Thursday, July 27, 2017

Seattle's $15 Minimum Wage Debate Catches Small Businesses in the Middle

The Christian Science Monitor ^ | July 27, 2017 | Jessica Mendoza 

SEATTLE—The posters on display at the entrance to her Capitol Hill store say it all: “You are safe here.” “Black Lives Matter.” “Resist Trump: keep America great.”
“I was raised on the most progressive politics,” says Jon (pronounced “Joan”) Milazzo, who co-owns Retrofit Home, a furniture shop on a busy corner of downtown Seattle. A native Vermonter who moved west about 30 years ago, Ms. Milazzo is all for the idea that employees – especially those at the bottom of the pay scale – receive a fair wage for their work.
But she is straining to reconcile her principles with what’s best for her business. Seattle’s 2015 minimum wage ordinance raises hourly pay by 50 cents to a dollar per year until all companies in the city hit $15 by 2021. Milazzo says she’d be happy to comply – if she didn’t also have to contend with soaring property taxes and rental and utility rates.
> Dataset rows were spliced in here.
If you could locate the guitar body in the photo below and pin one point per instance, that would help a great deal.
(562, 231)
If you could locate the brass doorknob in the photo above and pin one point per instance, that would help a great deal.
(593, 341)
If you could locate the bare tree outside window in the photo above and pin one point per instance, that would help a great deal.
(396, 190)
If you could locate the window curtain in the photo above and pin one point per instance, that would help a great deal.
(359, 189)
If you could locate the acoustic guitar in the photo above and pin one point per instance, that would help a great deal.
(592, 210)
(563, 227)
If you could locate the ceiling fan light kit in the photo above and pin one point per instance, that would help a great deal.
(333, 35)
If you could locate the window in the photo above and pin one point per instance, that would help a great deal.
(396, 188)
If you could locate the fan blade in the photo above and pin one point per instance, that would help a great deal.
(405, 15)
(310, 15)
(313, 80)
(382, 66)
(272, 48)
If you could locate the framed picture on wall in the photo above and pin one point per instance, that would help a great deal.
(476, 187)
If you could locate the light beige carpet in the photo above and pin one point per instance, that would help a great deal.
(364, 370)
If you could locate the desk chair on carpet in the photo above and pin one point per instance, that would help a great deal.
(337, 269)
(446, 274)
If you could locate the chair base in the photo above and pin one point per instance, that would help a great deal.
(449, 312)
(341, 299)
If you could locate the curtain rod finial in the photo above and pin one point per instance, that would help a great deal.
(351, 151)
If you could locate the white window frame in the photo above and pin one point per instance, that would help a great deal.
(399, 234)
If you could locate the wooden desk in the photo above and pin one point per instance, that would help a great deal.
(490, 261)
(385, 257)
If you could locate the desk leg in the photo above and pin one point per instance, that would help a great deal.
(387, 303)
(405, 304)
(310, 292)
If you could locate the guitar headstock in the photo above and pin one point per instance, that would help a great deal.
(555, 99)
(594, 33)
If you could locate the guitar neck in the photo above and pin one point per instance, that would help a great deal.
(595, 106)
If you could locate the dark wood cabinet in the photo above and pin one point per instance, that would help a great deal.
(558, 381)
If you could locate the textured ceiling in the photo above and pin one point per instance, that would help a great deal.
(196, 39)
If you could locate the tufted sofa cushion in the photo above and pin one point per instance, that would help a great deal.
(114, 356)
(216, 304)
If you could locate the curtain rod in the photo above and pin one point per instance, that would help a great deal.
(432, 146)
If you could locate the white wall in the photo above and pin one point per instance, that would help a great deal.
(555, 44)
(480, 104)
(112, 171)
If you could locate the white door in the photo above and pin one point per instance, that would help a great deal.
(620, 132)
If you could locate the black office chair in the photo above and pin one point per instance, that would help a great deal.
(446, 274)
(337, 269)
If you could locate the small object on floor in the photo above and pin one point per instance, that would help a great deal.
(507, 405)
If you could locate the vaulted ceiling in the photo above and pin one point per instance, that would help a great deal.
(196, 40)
Instead, she’s condensed her store hours and cut entry-level jobs.
“You can’t just say to the little people, ‘Now pay everybody more,’ ” she says. “Where does it come from?”
Seattle, among the first cities to adopt a $15-an-hour minimum wage ordinance, has been the setting for a debate over the effects of the policy so far. The dispute centers on two apparently conflicting studies, both released this year. One, from the University of Washington, found that the ordinance significantly reduced average earnings for low-wage workers throughout the city because employment opportunities declined. Another, from the University of California, Berkeley, found that job loss – specifically in the food service industry – was minimal, and that wages indeed rose for workers making the least.